When used, the distal de-epithelialized paddle of ALT poses difficulties because the
thick ALT paddle forms a significant bulk when it is folded, and the inset becomes
more difficult. This makes the patient more prone to develop orocutaneous fistulae,
and their associated morbidity.[6 ]
[7 ]
A musculocutaneous ALT, when used for this purpose, does aim to provide a vascularized
muscle to plug the dead space. Still, due to the restricted mobility of the distally
placed muscle with respect to the skin paddle, it is often difficult to direct the
muscle to fill the cavity effectively.[8 ]
A chimeric flap provides a suitable solution to the challenge of filling the sinus
dead space adequately, along with the mucosal defect reconstruction.
Chimeric flaps based on the lateral circumflex femoral artery (LCFA) system have been
well elaborated in literature and must be in the armamentarium of a reconstructive
surgeon.[9 ] A chimeric flap refers to different tissue subunits on separate vascular leashes
that naturally converge to a single vascular pedicle ([Fig. 1C ]). This gives each tissue component independent freedom of mobility, all with a single
set of anastomoses, leading to ease of inset, lesser stretch on the paddle, and better
approximation of the edges to provide a watertight seal. This facilitates better healing
and less morbidity.[10 ] There have been multiple studies wherein the principle of chimerism based on the
LCFA axis has been used to successfully reconstruct complex mandibular and mid-face
defects without additional donor morbidity.[11 ]
[12 ]
In the case of reconstruction done for oral malignancy, the adjuvant therapy that
completes the patient's treatment must be kept in mind. A poorly healing wound is
unfavorable, and the patient might lose the optimum time window to receive radiation.

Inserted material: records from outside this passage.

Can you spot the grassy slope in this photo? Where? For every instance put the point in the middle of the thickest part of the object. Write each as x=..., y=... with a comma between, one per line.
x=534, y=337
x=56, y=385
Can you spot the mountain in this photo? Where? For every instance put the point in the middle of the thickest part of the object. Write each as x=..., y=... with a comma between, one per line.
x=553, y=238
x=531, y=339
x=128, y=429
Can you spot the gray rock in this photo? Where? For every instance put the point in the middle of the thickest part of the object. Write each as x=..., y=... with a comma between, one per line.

Every attempt must be made to avoid wound and flap-related morbidity so that the cancer
therapy is completed on time and the chance of a recurrence is lowered. Undue delay
to adjuvant treatment due to additional procedures and flap loss, owing to the continued
maxillary sinus secretions can be prevented by using the principle of chimerism to
plug the sinus with vascularized VL muscle without any added donor morbidity or surgical
difficulty ([Fig. 2 ]).
Conclusion
Chimeric ALT with VL muscle is a reliable option for reconstructing complex defects,
especially with dead space cavities like the maxillary sinus.
Effective plugging of the maxillary sinus during the primary surgery results in decreased
hospital stay and less number of secondary procedures.
Fig. 2 Late postoperative, photograph of the same patient (at 1-year follow-up).